Admittedly, it sometimes requires the insight of a Sage and the attitude of a tzaddik to perceive the good in a world of evil. It took Rabi Akiva to perceive the future redemption in the ruins of Yerushalayim. He laughed while the other Sages wept. “A fox runs unharmed through the Holy of Holies, and how can you not weep?”

“That is precisely why I laughed,” he explained. “Now that we have seen the fulfillment of Uriah’s prophecy that Zion will be plowed like a field and Yerushalayim shall become mounds of destruction (Michah 3:12, Yirmiyahu 26:18), surely we will see the fulfillment of Zechariah’s prophecy (8:4) that “the streets of Yerushalayim will be filled with boys and girls at play” (Makkos 24).
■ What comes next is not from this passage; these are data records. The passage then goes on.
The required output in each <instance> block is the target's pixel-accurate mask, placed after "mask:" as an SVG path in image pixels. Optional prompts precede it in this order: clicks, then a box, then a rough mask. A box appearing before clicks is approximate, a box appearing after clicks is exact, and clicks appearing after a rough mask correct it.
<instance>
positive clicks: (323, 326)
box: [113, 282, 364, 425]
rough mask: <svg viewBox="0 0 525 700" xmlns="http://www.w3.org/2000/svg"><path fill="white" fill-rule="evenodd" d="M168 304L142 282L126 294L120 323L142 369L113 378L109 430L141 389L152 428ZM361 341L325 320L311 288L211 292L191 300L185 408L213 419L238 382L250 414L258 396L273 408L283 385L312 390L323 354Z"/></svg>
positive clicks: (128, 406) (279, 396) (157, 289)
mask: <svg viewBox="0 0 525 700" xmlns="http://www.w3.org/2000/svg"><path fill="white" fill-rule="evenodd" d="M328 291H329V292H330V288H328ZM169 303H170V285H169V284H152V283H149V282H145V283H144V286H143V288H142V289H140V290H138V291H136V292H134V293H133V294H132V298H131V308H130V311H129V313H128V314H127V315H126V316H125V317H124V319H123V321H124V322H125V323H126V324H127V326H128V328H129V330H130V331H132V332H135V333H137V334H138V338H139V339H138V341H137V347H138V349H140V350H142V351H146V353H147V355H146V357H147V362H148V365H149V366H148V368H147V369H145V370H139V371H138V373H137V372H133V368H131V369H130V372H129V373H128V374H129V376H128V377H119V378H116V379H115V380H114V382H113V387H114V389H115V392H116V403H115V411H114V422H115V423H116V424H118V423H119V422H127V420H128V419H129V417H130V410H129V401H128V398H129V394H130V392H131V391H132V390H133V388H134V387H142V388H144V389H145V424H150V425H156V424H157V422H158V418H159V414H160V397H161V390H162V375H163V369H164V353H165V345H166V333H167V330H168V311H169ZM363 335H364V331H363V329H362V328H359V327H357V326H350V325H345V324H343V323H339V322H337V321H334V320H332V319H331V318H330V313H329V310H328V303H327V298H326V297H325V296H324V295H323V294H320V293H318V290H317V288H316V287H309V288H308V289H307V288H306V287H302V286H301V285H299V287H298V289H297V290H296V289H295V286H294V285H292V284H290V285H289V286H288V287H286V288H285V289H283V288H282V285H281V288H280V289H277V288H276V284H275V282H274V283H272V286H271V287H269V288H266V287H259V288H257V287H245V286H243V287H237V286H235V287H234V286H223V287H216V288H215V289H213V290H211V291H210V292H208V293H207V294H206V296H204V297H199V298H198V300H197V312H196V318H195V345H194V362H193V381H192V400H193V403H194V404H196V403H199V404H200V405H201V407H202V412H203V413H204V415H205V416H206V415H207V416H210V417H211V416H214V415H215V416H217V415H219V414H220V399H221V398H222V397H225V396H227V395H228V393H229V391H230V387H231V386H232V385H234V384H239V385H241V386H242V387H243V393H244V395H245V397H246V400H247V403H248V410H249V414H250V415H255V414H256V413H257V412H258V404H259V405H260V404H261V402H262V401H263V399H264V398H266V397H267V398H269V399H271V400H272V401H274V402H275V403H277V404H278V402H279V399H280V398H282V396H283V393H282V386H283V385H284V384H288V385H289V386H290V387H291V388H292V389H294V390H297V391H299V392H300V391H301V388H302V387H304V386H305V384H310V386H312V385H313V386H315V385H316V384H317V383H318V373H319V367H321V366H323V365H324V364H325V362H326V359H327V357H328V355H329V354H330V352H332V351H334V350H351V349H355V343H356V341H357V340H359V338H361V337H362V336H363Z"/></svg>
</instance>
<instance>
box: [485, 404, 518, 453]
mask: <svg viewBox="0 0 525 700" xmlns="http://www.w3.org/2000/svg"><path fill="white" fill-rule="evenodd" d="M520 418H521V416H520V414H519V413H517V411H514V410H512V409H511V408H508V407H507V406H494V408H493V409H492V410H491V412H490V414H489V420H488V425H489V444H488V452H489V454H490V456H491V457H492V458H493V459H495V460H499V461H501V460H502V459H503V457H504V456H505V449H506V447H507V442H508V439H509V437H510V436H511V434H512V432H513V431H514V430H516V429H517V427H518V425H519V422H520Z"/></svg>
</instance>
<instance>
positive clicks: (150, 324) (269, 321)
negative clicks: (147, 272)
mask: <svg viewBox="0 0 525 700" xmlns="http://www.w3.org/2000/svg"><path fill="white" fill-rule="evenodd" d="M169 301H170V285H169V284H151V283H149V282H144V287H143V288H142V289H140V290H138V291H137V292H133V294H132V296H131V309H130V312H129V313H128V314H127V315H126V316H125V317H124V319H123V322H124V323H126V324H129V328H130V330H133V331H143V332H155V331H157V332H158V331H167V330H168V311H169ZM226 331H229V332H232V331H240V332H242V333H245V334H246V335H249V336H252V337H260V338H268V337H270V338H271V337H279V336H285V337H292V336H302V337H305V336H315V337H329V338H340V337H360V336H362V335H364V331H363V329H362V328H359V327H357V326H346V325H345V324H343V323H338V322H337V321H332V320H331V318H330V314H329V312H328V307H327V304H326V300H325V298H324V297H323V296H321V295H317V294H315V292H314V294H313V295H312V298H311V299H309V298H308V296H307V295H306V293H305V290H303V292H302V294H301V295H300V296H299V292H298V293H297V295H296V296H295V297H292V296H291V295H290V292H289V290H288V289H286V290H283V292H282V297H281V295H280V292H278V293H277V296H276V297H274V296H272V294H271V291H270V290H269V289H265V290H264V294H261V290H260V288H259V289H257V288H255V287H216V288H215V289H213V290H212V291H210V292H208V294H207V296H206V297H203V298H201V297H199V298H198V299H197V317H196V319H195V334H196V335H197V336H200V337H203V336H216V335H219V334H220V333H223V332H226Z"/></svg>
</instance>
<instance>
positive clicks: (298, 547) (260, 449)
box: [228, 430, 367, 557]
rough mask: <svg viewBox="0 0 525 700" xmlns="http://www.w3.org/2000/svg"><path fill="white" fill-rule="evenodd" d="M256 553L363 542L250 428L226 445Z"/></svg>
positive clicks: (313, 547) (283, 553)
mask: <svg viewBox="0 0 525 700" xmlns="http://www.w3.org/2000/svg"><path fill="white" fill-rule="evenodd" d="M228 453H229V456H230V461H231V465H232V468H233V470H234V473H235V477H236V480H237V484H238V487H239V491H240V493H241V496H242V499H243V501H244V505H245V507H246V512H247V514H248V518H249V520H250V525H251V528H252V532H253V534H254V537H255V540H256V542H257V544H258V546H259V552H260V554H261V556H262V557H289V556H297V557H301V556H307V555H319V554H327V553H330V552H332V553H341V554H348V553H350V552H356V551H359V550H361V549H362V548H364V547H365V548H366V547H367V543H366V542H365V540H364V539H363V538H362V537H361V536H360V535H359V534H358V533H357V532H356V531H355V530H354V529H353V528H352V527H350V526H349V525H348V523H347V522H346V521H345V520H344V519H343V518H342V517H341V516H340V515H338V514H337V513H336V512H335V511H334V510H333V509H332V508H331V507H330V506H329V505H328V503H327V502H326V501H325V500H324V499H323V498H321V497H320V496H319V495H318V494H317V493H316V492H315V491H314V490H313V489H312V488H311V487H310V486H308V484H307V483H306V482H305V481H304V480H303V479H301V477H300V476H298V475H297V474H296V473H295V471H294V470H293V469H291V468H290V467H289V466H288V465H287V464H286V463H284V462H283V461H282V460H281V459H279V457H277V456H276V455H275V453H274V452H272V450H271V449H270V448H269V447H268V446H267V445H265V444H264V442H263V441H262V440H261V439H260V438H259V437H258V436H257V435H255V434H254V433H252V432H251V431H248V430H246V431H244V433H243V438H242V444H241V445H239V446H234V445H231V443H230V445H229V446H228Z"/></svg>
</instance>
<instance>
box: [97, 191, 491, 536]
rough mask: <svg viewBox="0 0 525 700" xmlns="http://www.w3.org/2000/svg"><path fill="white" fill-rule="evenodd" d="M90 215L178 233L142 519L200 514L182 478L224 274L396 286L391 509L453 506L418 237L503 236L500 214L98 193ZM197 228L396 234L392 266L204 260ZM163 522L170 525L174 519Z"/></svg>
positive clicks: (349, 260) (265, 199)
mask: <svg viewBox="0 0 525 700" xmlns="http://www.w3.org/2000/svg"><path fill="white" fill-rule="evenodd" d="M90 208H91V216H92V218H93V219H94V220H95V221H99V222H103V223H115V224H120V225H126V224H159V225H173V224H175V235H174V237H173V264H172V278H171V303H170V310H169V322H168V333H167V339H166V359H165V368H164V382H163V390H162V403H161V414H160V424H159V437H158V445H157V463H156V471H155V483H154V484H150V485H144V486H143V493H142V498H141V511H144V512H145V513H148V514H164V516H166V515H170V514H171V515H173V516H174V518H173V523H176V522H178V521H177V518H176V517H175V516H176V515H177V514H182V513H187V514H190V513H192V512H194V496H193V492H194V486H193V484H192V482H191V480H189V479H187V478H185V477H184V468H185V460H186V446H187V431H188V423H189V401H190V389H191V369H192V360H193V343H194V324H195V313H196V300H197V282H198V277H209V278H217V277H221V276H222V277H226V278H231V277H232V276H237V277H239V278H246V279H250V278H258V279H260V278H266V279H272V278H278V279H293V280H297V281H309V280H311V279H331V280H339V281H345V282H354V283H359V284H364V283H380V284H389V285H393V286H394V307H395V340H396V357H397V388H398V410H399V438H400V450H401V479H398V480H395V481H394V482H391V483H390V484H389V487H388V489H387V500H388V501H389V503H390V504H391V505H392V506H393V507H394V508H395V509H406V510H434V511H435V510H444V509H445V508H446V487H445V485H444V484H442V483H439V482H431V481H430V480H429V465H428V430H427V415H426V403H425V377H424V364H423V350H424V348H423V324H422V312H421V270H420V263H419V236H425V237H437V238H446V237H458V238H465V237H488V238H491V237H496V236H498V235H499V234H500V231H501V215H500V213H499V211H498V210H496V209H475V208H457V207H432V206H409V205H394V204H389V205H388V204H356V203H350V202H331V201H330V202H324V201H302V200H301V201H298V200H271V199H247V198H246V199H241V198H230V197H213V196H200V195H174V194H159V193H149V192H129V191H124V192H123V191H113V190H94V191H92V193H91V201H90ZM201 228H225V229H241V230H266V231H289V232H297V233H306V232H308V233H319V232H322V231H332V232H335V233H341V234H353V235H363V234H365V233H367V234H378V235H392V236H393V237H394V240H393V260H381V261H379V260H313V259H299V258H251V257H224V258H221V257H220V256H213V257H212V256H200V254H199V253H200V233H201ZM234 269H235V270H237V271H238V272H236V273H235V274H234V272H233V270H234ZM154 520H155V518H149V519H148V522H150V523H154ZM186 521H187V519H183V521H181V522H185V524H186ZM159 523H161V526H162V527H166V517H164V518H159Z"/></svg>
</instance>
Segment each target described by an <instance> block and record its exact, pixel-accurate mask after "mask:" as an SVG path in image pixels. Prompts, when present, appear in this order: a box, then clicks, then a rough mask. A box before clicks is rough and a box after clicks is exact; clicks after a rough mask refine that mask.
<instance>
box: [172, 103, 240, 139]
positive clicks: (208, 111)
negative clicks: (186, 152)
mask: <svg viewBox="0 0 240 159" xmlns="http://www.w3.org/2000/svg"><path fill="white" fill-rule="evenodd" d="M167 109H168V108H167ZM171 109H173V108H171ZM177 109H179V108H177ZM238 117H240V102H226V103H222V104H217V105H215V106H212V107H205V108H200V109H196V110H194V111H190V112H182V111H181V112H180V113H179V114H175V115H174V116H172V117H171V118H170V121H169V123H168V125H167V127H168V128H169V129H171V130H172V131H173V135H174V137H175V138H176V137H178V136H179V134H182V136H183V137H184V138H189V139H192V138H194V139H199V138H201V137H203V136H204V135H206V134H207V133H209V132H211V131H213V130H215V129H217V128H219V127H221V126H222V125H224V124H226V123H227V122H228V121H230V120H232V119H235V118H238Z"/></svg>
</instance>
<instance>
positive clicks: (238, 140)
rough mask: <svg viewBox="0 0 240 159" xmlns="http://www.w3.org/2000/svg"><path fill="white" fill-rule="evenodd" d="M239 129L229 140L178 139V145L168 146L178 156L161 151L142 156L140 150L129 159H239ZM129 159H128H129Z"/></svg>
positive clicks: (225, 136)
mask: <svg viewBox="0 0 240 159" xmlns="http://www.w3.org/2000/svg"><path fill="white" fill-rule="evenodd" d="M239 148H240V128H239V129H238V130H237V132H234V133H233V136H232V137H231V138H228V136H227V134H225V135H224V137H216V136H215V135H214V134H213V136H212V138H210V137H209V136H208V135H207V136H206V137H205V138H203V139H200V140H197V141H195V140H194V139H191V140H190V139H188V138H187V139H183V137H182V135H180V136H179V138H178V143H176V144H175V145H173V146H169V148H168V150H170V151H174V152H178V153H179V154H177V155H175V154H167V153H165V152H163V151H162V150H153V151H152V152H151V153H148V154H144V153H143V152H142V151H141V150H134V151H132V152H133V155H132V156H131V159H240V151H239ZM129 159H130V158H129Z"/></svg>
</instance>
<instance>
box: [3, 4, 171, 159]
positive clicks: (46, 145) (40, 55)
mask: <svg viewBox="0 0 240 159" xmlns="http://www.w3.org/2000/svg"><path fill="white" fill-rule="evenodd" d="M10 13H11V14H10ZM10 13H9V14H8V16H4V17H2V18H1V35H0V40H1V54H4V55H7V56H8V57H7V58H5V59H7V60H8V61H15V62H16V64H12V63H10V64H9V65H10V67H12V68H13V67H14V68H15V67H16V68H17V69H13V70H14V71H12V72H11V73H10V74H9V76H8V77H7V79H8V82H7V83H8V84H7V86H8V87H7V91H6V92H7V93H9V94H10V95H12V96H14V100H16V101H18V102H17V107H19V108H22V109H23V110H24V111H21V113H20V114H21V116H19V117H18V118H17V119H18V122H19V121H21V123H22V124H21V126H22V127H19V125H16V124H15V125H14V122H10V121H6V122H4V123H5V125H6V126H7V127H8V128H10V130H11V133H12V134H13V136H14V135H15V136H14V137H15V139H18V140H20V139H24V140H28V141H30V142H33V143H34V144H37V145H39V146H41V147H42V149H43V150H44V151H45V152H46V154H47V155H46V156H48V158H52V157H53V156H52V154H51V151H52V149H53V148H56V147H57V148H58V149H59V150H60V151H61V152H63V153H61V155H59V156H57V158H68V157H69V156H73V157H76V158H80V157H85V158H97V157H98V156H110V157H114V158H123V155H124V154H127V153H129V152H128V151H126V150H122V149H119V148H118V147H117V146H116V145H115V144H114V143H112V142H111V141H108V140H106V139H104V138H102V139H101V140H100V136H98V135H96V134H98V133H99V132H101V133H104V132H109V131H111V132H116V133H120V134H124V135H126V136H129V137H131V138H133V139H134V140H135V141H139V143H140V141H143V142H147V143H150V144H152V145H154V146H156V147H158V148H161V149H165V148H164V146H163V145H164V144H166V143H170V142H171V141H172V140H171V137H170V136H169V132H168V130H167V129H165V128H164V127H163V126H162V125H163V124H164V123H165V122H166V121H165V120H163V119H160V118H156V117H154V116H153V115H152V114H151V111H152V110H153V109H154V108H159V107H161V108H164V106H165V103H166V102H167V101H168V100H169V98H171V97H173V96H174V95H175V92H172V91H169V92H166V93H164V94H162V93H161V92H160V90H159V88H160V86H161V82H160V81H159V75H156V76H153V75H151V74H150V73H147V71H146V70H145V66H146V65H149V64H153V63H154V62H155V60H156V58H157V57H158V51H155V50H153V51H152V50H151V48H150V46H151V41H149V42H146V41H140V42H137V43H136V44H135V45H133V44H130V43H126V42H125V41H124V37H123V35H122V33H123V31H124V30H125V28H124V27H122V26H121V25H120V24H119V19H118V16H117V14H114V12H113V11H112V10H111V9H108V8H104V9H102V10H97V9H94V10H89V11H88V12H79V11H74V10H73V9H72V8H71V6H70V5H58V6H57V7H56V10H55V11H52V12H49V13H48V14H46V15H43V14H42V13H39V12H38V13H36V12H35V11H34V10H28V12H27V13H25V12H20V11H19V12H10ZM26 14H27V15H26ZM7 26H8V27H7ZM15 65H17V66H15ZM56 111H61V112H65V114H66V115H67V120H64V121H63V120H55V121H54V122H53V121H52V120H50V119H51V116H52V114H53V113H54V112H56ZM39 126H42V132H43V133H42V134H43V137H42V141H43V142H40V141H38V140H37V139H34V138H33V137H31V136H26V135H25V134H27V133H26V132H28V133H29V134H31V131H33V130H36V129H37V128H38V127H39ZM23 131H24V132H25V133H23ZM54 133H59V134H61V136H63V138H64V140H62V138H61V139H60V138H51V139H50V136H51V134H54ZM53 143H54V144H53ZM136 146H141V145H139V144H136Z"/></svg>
If even the “generation of knowledge” and Rabi Akiva’s fellow Sages couldn’t see things as Hashem intends them, how can we hope to?

The answer is that we have their examples from which to learn. The Torah reveals the catastrophic error of the meraglim; Rabi Akiva taught his colleagues and all the generations after that from then onwards the way was open for the fulfillment of the prophecy of Zechariah. If only we will learn the lessons.

In our generation, too, we are beset with evil and suffering. Around the world, anti-Semitism is again on the rise. In Eretz Yisrael, we are witness to an unprecedented campaign against the Torah. It seems that Moshiach and the rebuilding of the Bais Hamikdash could not be farther away.

But if we look at events properly, from a Torah perspective, we will see reason for hope in the evil and suffering itself. As it says in the Mishnah in Sotah (49b): “In the days preceding Moshiach, insolence will prevail…the Torah will be despised…”

These are signs not of unending destruction, but of future Redemption.